Higher magnification of HEK293T expressing green fluorescent protein.

Plasmid Structure

pTarget mammalian expression vector

pTarget mammalian expression vector. The MCS is inside the LacZ gene which permits for blue/white screening of the bacteria after cloning. The LacZ runs in the opposite orientation as the CMV promoter which will drive the gene transcription when inside a mammalian cell. SV40 origin servers as a plasmid replication origin if the cell line also expresses SV40 large T antigen, such as HEK293T cells.

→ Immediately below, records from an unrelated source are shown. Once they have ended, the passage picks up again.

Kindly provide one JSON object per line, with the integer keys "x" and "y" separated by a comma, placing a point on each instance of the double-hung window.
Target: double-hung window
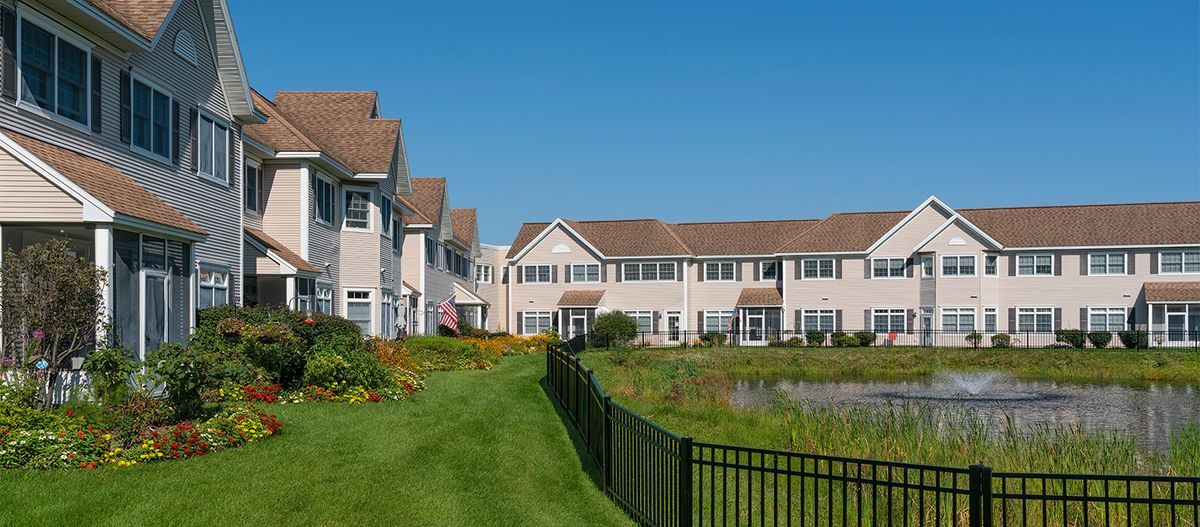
{"x": 1035, "y": 264}
{"x": 719, "y": 271}
{"x": 958, "y": 319}
{"x": 958, "y": 265}
{"x": 358, "y": 210}
{"x": 1035, "y": 319}
{"x": 888, "y": 268}
{"x": 150, "y": 121}
{"x": 1105, "y": 263}
{"x": 1176, "y": 262}
{"x": 323, "y": 199}
{"x": 889, "y": 319}
{"x": 253, "y": 187}
{"x": 1105, "y": 318}
{"x": 819, "y": 319}
{"x": 214, "y": 151}
{"x": 537, "y": 274}
{"x": 817, "y": 268}
{"x": 54, "y": 73}
{"x": 586, "y": 273}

Mammalian expression vectors contain the same hallmark features as bacterial plasmids: bacterial replication of origin and bacterial antibiotic resistance gene (β-lactamase or AmpR). General bacterial plasmid features allow for the carrying and propogation of the plasmid in a bacterial cell. Mammalian expression vectors additionally include a strong mammalian promoter (like CMV from the cytomegalovirus immediate early promoter) upstream of a multiple cloning site (MCS). Plasmids transfected into cells are transient in nature unless the DNA is selected for. The inclusion of a mammalian antibiotic resistance gene, like neomycin phosphotransferase (NeoR), allows for the integration of the plasmid into the genome of the cell by using high concentrations of Neomycin or the analog G418.


Cationic lipids can encapsulate plasmid DNA in liposomes. The cationic portions interact with the negatively charged plasma membrane to deliver the DNA into cells.


Calcium Phosphate Transfection

Calcium chloride solution can be used to incubate with plasmid DNA. When this solution is mixed with a HEPES-buffered saline solution (HeBS) containing phosphate ions, the solution precipitates onto the surface of mammalian cells where they are taken up with the DNA.